The case involves argument over the country’s private copy levy, which sees Dutch citizens granted the right to carry out personal use copying in return for rightsholders picking up revenue from levies on blank media.
These levies are set through negotiation between a foundation representing authors and composers on one side, and producers of blank media on the other. In the most recent round the argument was raised that the current levy should also extend to cover downloads made from illegal sources, i.e from online file-sharing networks.
As confusing as it might sound, downloading from illegal sources is considered legal in the Netherlands. That notion was underlined in December 2011 when the Dutch parliament adopted a motion to keep downloading movies and music for personal use legal, and considering a situation where current copyright levies could be extended to downloading-related hardware such as hard drives.
“The Court of Appeals held that downloading from an illegal source is itself legal, mainly because the Secretary of Justice had repeatedly said so in Parliament and the language of the private copying article (from the Copyright Act) did not require a legal source explicitly,” Arnoud Engelfriet, a lawyer specializing in Internet law at the ICTRecht law firm, told TorrentFreak this morning.
However, the Supreme Court now makes the observation that the EU Copyright Directive may consider that copying from an illegal source is self-evidently illegal, so it has referred the matter to the European Court of Justice.
The Supreme Court has asked the ECJ several questions including whether private copying can only be legal if carried out from a legal source.
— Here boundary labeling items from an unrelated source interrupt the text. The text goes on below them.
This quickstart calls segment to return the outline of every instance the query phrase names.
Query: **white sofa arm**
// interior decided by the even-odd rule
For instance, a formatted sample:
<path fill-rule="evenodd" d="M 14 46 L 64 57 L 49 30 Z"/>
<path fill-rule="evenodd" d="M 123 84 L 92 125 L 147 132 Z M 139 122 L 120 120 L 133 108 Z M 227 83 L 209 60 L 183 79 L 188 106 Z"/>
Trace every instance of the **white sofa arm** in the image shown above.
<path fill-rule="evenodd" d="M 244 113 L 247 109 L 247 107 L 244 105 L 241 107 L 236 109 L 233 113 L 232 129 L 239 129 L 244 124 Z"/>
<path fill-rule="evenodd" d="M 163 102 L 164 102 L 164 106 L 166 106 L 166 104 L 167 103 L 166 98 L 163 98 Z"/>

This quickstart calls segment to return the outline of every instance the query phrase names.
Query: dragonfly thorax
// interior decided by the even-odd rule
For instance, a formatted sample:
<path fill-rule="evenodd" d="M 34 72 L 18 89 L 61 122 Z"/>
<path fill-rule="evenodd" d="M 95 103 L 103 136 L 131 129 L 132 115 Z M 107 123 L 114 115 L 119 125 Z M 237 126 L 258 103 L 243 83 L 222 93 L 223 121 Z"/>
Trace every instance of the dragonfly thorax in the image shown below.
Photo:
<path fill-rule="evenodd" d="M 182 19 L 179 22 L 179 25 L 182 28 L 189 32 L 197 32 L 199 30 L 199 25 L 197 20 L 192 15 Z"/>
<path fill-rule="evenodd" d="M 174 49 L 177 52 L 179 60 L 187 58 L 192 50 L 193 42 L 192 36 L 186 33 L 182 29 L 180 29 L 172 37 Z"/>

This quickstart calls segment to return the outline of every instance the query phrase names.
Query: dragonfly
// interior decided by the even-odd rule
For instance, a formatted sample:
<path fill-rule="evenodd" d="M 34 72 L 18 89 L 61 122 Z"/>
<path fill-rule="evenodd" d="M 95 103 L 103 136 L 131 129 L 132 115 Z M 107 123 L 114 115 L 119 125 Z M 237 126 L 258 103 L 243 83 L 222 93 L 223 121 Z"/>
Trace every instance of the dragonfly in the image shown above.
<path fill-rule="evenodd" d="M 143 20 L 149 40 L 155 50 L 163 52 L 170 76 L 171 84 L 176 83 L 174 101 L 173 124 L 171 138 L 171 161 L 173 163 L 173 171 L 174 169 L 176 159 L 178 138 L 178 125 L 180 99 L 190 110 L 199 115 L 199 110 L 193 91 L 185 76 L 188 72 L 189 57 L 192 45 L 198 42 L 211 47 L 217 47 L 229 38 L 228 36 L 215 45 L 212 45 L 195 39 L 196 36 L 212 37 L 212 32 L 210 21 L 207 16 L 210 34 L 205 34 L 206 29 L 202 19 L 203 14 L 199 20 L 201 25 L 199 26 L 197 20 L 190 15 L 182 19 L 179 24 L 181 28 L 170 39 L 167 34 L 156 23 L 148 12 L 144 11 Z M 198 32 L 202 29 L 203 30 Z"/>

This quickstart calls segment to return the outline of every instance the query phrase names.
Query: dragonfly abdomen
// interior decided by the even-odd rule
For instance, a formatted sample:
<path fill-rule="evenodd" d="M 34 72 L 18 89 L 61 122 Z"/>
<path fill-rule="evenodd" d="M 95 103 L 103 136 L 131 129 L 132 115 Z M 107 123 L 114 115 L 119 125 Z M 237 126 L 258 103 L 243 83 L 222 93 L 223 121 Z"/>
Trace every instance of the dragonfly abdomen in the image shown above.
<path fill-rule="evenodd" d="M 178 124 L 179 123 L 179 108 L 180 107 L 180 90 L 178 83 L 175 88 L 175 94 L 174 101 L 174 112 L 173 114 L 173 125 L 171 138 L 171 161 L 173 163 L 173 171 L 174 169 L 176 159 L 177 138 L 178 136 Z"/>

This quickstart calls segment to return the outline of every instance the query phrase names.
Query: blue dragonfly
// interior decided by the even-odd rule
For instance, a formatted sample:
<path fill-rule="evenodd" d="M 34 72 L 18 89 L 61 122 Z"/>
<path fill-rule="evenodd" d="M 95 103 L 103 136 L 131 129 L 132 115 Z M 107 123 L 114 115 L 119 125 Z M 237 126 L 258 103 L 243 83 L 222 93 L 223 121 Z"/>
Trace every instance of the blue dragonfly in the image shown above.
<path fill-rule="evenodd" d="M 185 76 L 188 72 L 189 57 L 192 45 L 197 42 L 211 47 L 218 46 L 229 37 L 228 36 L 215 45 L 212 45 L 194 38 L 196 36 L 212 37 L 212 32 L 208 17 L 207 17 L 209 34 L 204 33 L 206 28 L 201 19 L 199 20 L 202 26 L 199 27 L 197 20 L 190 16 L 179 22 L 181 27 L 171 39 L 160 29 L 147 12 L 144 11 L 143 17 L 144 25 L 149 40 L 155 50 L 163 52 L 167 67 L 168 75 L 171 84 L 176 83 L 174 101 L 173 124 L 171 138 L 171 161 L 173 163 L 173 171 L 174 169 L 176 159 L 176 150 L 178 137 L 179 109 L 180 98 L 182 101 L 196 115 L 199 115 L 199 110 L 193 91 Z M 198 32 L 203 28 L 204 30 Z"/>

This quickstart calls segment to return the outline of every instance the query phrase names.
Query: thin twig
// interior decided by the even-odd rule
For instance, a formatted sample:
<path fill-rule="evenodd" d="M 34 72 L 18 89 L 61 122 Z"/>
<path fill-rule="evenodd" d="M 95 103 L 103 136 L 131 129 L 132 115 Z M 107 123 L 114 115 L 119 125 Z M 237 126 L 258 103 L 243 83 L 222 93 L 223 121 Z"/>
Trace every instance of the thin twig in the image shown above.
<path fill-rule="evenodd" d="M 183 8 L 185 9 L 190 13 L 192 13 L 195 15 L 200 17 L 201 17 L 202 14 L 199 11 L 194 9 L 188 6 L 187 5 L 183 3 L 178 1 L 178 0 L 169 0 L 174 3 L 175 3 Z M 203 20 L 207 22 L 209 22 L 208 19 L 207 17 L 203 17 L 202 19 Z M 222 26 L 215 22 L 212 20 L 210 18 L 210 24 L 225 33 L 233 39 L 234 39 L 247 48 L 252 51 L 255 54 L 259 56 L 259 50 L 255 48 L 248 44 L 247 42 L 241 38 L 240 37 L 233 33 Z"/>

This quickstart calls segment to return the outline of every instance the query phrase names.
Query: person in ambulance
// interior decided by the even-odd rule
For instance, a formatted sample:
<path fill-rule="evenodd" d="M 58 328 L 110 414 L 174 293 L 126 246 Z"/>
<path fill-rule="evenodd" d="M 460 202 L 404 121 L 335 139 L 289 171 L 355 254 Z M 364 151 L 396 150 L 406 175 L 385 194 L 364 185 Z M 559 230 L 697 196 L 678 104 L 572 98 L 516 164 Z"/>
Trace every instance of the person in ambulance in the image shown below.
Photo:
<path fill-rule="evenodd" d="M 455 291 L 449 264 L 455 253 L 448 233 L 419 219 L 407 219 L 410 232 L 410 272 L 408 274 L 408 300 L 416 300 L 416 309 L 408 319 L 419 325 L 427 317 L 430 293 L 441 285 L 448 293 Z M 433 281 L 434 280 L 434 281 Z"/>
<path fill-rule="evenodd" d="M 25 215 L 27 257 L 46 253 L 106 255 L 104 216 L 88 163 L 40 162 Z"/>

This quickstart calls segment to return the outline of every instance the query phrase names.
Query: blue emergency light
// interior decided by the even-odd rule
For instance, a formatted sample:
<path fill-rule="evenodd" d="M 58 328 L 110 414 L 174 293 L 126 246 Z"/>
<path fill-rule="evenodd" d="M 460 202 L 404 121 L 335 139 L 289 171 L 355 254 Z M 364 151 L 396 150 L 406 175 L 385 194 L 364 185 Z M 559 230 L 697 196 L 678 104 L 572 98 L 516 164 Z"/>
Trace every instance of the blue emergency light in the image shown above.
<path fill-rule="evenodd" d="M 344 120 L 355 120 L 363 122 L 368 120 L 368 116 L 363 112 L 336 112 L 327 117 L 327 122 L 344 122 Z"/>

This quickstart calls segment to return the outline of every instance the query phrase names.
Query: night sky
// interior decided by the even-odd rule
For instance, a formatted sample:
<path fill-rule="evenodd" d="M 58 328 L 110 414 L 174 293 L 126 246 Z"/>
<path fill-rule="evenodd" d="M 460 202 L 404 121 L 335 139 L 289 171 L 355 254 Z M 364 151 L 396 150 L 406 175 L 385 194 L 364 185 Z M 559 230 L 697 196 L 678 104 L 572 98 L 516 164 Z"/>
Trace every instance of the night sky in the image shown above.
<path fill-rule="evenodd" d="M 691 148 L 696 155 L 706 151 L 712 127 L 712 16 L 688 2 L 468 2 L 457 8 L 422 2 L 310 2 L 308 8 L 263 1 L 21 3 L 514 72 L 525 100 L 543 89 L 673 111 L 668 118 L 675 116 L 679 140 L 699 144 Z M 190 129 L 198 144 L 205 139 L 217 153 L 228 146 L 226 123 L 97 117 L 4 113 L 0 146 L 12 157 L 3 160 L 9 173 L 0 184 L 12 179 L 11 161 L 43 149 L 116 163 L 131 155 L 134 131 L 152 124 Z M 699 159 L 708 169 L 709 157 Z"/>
“[If we] suppose that’s the correct reading, can the Dutch then go further than the Directive and also legalize home copying from an illegal source? Or is *only* the Directive the source of legal acts within copyright law?” Engelfriet explains.
A report commissioned by the Dutch government in 2009 found that file-sharing has an overall positive effect on the Dutch economy, which is just as well since an estimated 30% of the population are believed to engage in the activity.
The decision of the ECJ will determine the continued legality – or otherwise – of downloading for personal use in the Netherlands, with the potential to affect millions.